Wrong clothes. Basically my entire adult life because of my work and because I loved fashion I was always a very stylish snappy dresser. I even went so far as to sport very expensive “Mod” suits in the sixties. Yes I was a slave to fashion. After I retired I broke free from fashion bondage and wore jeans to show off my very hot butt. Then I got into photography so I started wearing Cargo pants so I would always have my camera with me. I really thought no one would care, after all old folks are invisible. Silly me.

Pants too short. Guilty. But my penny pinching self thought spending money on new pants was folly in case this didn’t work out.

Posture. I must have had good posture as a military grunt. We all stood tall and were able tho march around all looking and standing just alike. Being one that zigged when others zagged the posture of Cheech & Chong had more appeal to me And I imagine the weight of sixty six years tend to beat you down.

She really is a wonderful person. I wanna tell her that I love her a lot but I gotta have a belly full of wine. I will always regret it didn’t work out for us.

Thursday, February 12, 2009

My Ideal

Yesterday I was shallow, today I'm good with that. I'm not holding it against myself. But I have been thinking a lot about the power of the imagination and all the things we think we want or need from another person especially if we have an agenda, like getting laid. But the secret life of the mind can be your worst enemy by giving you a certain type you find attractive. It could be a scent. It could be the shape of an ass. But there's something there and you can't deny it or ignore it. And if it's missing, you can't pretend or wish or want and make it so. Maybe it is just pheromones. Maybe it is that simple. Truth is when Tom and I were together I used to breathe in the scent of him in his just vacated pillow or hold a T-shirt he'd worn to my face and breath in his smell. I did once follow an old man down a San Francisco street for blocks because he smelled good. Is this shallow? Is this something hardwired? An early imprint that stays forever? What ever it is it's your ideal:

Wednesday, February 11, 2009

I'm Shallow, So Shallow

I might be more like a man than I care to believe. I am shallow. I am visual. Let's leave it at that shall we?

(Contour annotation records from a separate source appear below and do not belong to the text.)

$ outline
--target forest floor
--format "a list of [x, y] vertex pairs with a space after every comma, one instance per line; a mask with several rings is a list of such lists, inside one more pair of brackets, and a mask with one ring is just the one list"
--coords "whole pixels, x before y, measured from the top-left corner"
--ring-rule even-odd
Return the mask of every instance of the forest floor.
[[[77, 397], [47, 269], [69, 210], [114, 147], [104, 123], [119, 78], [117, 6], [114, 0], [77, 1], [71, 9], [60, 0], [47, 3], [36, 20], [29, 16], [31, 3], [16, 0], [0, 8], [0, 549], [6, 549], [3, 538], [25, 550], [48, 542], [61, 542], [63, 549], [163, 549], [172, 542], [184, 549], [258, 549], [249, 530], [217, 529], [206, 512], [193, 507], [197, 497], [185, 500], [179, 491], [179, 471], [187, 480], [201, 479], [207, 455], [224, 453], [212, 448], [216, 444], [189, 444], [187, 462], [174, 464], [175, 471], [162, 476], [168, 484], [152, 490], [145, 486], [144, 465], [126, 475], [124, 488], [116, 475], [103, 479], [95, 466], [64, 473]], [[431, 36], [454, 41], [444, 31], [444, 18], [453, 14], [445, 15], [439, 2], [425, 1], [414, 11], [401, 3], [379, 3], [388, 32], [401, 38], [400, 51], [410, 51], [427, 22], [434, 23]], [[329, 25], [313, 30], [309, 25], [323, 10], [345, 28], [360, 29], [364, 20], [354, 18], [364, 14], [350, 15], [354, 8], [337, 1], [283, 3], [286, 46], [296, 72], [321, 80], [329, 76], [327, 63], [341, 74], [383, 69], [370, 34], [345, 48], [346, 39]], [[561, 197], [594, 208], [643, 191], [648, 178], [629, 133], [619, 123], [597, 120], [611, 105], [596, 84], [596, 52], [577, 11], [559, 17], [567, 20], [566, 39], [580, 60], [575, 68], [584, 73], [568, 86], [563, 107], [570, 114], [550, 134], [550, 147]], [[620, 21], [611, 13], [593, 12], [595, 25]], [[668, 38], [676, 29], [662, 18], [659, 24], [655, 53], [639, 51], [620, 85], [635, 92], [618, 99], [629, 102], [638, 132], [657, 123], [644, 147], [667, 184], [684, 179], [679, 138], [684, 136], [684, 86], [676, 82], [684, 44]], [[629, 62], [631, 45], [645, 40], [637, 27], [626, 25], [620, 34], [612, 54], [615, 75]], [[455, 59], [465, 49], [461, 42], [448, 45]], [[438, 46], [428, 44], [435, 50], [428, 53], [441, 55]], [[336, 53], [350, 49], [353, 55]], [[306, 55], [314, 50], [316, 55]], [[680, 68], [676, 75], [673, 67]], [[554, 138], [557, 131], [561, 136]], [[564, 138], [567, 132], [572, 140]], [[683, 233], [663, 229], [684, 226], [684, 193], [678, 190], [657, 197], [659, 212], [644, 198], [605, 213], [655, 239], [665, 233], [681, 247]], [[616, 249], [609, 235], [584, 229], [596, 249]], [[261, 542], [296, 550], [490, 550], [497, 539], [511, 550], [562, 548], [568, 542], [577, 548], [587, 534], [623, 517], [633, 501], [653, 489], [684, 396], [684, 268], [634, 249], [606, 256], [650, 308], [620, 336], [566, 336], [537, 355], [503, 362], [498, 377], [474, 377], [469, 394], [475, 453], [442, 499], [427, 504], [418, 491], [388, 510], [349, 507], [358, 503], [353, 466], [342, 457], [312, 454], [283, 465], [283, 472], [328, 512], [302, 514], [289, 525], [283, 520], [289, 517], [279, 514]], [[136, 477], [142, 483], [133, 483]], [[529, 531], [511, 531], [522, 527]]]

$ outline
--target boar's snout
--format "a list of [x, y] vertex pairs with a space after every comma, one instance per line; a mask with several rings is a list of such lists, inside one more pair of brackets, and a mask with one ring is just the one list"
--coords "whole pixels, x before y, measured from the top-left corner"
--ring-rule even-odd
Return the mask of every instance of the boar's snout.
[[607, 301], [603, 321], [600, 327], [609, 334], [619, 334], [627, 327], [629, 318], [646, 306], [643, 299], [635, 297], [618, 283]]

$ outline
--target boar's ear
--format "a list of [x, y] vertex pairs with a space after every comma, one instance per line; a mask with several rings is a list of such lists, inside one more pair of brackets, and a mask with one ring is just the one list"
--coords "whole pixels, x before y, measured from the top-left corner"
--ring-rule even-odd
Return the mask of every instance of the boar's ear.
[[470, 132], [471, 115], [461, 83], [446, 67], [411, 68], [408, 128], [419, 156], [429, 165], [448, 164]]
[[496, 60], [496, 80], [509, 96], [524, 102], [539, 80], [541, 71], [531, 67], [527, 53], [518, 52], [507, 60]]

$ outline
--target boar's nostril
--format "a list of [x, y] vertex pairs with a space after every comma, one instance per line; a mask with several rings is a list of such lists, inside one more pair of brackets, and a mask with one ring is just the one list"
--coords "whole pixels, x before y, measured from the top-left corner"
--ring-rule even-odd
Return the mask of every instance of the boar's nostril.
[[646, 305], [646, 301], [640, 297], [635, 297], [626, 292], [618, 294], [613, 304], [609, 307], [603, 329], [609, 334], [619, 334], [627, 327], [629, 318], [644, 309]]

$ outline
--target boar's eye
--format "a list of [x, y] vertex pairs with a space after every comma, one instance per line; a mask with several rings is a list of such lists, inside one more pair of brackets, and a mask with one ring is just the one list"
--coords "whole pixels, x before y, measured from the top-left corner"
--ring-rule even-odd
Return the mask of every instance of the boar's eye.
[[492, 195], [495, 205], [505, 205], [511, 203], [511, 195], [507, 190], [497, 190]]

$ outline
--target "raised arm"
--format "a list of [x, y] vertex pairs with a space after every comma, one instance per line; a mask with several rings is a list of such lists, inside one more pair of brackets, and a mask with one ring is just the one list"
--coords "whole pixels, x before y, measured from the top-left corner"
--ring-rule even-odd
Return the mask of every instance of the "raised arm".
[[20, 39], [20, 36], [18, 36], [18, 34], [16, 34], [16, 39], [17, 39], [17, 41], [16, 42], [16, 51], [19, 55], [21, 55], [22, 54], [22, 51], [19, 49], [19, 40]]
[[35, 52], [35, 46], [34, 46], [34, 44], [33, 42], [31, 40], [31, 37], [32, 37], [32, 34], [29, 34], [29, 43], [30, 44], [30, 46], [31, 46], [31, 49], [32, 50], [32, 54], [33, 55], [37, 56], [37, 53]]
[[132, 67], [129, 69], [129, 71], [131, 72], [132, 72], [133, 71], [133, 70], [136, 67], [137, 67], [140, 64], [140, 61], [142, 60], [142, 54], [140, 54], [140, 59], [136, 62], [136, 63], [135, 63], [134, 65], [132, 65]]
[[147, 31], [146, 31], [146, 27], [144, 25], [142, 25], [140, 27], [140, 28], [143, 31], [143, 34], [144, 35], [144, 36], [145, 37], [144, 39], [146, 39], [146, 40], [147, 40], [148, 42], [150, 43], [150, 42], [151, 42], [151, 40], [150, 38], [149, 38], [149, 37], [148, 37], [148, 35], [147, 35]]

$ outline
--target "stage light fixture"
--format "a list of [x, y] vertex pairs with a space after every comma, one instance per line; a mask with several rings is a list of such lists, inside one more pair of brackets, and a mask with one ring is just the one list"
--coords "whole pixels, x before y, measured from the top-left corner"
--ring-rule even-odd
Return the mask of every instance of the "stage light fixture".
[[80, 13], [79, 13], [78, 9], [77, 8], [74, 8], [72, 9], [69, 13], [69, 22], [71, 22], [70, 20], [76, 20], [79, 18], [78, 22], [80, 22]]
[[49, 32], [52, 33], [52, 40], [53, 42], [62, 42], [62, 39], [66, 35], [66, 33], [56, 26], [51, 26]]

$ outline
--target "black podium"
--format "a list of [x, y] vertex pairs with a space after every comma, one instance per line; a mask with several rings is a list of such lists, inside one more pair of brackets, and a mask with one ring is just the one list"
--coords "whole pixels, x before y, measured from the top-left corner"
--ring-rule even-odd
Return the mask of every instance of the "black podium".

And if meals could kill, and I know they can, we might be in for some serious trouble. I think the only thing that might save us is that the meal I cooked was so terrible, we only ate a bite or two, if that. I broiled a flank steak so bloody it was barely warm and yet oddly tough. I discovered that I do not have a carving knife sharp enough to slice butter, let alone a flank steak into the very thin slices necessary for tenderness. It is supposed to be a flavorful cut, though tough if over cooked. I did not overcook it, no I did not. Flavorful, I'm not so sure. I served it with runny horseradish mashed potatoes, and a thoroughly lack luster salad. A cheap red wine, and garlic bread. Thank god for the garlic bread. Oh well.

How about those bankers today? Anybody want to talk politics?

Let me just say this about phantasies--they are better left as phantasies. They have value as phantasies. Probably like dreams. My dreams made real would no doubt kill me. Turns out I'm awful. I'd rather flirt than follow through. I keep looking longingly at my computer. I worry about the news I'm missing. And I am terrifyingly honest when asked a question. If you might not really want to know what I have to say, best not ask me. I'll speak the truth. I hope I never meet anyone like me. I might be more like Maggy than I ever cared to believe. She passed along more than genes to me. I am horrible. I will very likely sleep alone the rest of my like. Oh well.